Feel free to ask questions in the comments below!

Stuart is an English teacher and runs the Speakspeak website. He currently lives in Prague and has been teaching for over 20 years. Follow Stuart and contact him by subscribing to his monthly newsletter.


  1. Farhan - September 9, 2013, 9:07 pm Reply

    Thanks for this useful lesson….

  2. Marco Pugliesi - September 12, 2013, 7:27 pm Reply

    Great advice

  3. cent m - October 17, 2013, 11:44 am Reply

    thanks for this wonderful artiacle

  4. Rachel - March 17, 2014, 8:02 am Reply

    I was taught that MAY refers to permission, whilst CAN refers to ability.

    For example:
    “Can I go to the bathroom?”

    “Yes, you can go to the bathroom but you may not go now”.

    • Stuart Cook - March 17, 2014, 8:36 am Reply

      Hi, Rachel

      I think the example of the response you can . . . but you may not . . . would work well only as a sarcastic or witty remark. In everyday modern usage, can and may both express permission, except with different levels of formality. I do appreciate that this usage can differ slightly in the US, though.

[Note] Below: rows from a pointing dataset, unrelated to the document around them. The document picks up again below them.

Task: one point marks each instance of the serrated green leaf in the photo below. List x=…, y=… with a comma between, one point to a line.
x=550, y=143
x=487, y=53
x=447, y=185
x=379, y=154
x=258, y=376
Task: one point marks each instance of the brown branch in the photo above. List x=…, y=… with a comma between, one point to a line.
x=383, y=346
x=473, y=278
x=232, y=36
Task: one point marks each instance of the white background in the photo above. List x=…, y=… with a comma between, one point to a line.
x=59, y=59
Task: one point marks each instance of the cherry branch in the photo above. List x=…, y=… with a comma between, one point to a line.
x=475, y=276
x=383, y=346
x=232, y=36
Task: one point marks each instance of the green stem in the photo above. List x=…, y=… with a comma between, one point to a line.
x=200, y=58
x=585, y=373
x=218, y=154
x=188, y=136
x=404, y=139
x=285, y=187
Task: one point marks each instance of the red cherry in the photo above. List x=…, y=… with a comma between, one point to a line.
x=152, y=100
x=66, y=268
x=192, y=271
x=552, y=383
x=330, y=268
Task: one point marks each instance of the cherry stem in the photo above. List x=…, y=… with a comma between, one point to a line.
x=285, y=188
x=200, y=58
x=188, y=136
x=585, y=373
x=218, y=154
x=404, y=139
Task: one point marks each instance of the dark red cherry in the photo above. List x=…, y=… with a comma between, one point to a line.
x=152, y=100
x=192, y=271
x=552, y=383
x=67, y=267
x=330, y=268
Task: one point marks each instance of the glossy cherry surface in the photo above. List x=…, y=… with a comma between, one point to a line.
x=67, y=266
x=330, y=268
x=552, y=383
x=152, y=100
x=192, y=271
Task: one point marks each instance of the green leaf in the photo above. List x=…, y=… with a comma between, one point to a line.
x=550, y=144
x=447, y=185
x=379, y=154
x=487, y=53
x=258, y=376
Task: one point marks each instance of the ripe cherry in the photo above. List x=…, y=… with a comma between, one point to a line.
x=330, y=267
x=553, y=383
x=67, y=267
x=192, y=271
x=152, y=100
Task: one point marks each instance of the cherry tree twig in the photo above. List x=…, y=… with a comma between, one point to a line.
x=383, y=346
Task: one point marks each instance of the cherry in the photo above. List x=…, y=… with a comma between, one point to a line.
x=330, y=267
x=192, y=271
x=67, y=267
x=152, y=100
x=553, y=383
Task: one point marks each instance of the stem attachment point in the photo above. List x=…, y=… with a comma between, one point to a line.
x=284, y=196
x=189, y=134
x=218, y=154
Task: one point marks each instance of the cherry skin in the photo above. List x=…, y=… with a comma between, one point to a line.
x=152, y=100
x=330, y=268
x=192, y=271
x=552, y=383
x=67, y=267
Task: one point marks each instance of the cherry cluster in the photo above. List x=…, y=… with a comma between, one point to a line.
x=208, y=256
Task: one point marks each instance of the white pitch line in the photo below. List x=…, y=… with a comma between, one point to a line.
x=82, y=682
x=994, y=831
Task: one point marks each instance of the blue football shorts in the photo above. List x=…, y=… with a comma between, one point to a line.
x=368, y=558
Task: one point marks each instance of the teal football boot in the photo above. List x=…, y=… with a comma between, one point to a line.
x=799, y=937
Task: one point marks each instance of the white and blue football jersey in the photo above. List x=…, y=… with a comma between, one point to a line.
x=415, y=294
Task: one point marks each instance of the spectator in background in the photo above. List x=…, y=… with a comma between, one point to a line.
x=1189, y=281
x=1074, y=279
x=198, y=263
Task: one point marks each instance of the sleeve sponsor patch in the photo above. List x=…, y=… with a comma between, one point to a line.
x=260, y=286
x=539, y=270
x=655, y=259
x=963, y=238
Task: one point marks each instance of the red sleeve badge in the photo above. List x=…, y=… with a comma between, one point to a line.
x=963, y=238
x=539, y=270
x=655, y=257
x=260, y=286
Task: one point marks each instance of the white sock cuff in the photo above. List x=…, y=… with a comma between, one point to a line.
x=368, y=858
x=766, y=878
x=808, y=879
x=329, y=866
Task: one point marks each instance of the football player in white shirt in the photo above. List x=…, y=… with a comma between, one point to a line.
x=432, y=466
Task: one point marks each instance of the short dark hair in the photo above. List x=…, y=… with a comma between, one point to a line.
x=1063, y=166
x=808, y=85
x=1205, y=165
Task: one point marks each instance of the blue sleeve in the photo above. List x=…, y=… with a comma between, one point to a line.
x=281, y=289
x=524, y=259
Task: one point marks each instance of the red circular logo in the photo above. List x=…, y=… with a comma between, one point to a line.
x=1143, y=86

      Don’t forget that a single modal verb often expresses several different things. Take can as an example:
      I can swim. (ability)
      I can swim if I want to. (possibility)
      She can’t be swimming – her bathing costume is here. (deduction)

      • Rachel - March 17, 2014, 9:41 am Reply

        Hi Stuart,

        great to see such a prompt response.

        When I was at school it was a common practice to use the witty response to highlight the difference to children.

        I do understand that the two can be used interchangeably in respect to permission, however, your article was titled ‘“Can I” or “May I”? Which should we use?’.
        You only mention that they’re interchangeable in the respect to permissions. If it was in terms of ability the answer is they are different and not interchangeable.
        I think that you should elucidate on the differences of the two words so that someone who is trying to learn doesn’t blindly use may when they should be using can.

  5. Rose - August 9, 2016, 10:13 pm Reply

    Thank you, teacher Stuart, it was exatelly that I was looking for.